SVN:
When you first add or import a file into Subversion, the file is examined to determine if it is a binary file. Currently, Subversion just looks at the first 1024 bytes of the file; if any of the bytes are zero, or if more than 15% are not ASCII printing characters, then Subversion calls the file binary. This heuristic might be improved in the future, however.
http://subversion.apache.org/faq.html#binary-files
Git works in a similar way. Git usually guesses correctly whether a blob contains text or binary data by examining the beginning of the contents - It checks for any occurrence of a zero byte (NUL “character”) in the first 8000 bytes.

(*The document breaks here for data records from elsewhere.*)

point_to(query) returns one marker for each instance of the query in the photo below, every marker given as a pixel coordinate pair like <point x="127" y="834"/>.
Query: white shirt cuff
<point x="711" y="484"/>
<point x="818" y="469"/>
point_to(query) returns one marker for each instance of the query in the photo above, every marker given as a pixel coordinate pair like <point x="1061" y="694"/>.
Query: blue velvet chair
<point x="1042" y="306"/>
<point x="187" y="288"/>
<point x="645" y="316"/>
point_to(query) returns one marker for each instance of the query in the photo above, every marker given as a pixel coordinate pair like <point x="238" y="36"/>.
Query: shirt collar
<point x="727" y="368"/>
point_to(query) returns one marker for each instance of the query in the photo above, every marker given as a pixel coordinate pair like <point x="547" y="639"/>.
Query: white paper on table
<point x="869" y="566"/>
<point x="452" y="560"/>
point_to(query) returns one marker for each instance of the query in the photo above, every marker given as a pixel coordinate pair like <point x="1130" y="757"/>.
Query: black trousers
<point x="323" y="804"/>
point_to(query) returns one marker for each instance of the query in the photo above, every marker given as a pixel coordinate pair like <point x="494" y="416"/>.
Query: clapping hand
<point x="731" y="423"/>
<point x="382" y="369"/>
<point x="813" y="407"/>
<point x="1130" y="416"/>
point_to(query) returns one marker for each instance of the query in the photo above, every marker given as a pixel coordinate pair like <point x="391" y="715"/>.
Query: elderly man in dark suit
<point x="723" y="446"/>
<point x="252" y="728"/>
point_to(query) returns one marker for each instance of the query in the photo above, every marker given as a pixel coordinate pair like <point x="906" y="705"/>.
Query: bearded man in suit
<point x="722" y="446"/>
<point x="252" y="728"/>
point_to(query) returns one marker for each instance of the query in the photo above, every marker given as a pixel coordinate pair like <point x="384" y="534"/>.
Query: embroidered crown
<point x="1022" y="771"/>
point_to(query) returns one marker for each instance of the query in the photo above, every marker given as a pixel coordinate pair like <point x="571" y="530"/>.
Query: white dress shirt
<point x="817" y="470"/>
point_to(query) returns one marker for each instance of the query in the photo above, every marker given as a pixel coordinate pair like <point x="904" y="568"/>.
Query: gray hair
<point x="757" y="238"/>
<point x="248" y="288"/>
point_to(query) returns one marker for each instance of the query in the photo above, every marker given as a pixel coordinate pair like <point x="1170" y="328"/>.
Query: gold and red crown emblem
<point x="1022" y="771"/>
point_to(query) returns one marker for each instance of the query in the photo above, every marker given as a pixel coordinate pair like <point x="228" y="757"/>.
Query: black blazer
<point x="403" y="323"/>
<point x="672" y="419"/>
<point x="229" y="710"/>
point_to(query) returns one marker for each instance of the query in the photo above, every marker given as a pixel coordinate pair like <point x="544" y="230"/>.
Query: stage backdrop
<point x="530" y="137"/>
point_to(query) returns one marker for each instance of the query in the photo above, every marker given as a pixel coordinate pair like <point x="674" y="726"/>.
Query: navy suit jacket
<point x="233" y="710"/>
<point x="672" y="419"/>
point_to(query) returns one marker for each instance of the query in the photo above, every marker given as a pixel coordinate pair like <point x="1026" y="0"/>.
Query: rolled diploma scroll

http://git-scm.com/docs/gitattributes
And from Git source:
#define FIRST_FEW_BYTES 8000
int buffer_is_binary(const char *ptr, unsigned long size)
{
if (FIRST_FEW_BYTES < size)
size = FIRST_FEW_BYTES;
return !!memchr(ptr, 0, size);
}
http://git.kernel.org/?p=git/git.git;a=blob;f=xdiff-interface.c;h=0e2c169227ad29b5bf546c6c1b97e1a1d8ed7409;hb=HEAD
And @tonfa makes a good point that "Also note that the only place where it cares about a file being text vs. binary is for diplaying diff, and for doing merges. The storage format does not care about it."